What Giannias didn't bid on was the ball from the last out of the 1986 World Series won by Carter and the Mets. Carter caught the ball when Marty Barrett of the Red Sox struck out. Carter kept the ball and when it went up for auction, it sold for an amazing $70,000, the most expensive item in the catcher's collection. Giannias didn't dare get involved in the bidding because "my wife would have divorced me'' if he had done so. 

"Carter is my main man when I'm collecting Expos' stuff and Vlad Guerrero would be second. So are Dawson and Tim Raines. Those four are my big boys,'' Giannias said.

Giannias was also thrilled to purchase the negatives and photo collection of the late Expos official photographer Denis Brodeur, who died in 2013. That package includes hundreds of never-before-seen photos. Because the negatives were old and needed touching up, he went to a laboratory and got them cleaned.
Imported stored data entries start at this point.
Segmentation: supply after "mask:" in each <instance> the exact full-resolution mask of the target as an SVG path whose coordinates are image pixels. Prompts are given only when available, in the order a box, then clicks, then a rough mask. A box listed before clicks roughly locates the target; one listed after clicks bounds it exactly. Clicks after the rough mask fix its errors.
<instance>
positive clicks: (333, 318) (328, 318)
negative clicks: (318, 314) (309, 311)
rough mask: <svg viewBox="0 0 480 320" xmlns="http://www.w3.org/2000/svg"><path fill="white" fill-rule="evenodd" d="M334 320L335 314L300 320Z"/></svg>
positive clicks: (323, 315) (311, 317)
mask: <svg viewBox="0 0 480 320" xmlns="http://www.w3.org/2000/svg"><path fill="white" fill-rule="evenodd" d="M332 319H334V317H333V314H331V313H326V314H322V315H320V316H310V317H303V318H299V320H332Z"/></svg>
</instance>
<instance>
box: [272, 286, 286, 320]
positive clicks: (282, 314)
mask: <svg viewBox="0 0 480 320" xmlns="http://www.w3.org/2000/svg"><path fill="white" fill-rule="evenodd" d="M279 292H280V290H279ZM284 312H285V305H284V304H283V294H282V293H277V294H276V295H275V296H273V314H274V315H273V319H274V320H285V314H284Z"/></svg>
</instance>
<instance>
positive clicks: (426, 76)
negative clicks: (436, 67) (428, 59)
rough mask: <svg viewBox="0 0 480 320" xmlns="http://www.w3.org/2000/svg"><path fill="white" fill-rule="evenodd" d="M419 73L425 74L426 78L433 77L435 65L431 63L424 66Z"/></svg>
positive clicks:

Giannias shares many of the photos he produces from the negs on Twitter and Facebook.

Before he died, Brodeur had sold his vast stash of NHL-related photos to the NHL for $350,000 U.S. Brodeur began taking photos for the Expos in 1969 and snapped away for the franchise until he was replaced in 1996. 

"I paid about $2,000 for his Expos' collection,'' Giannias said. "His whole collection went up on Classic Auctions but I just wanted his Expos' stuff. Most of it is from the 1970s and 1980s. The negatives were worn down and it was quite the process to get them cleaned up. He was a photographer for football, the Olympics and other stuff, too. He was a great photographer and I'm thinking he's the best sports photographer in Canadian history.''

Giannias donates some of his more-than-1,000 collectibles to be sold during the annual Exposfest event he has been staging since 2016. The proceeds go to the Kat D DIPG Foundation at the Montreal Children's Hospital in honour of his niece Catherine Demes, who died too young of a rare brain disorder.

Last month, Giannias got former Expos Rodney Scott, Otis Nixon, Ross Grimsley and Claude Raymond to appear at a similar function for signing autographs at the Collectors International auction event in Montreal. Over two days, $4,200 was raised.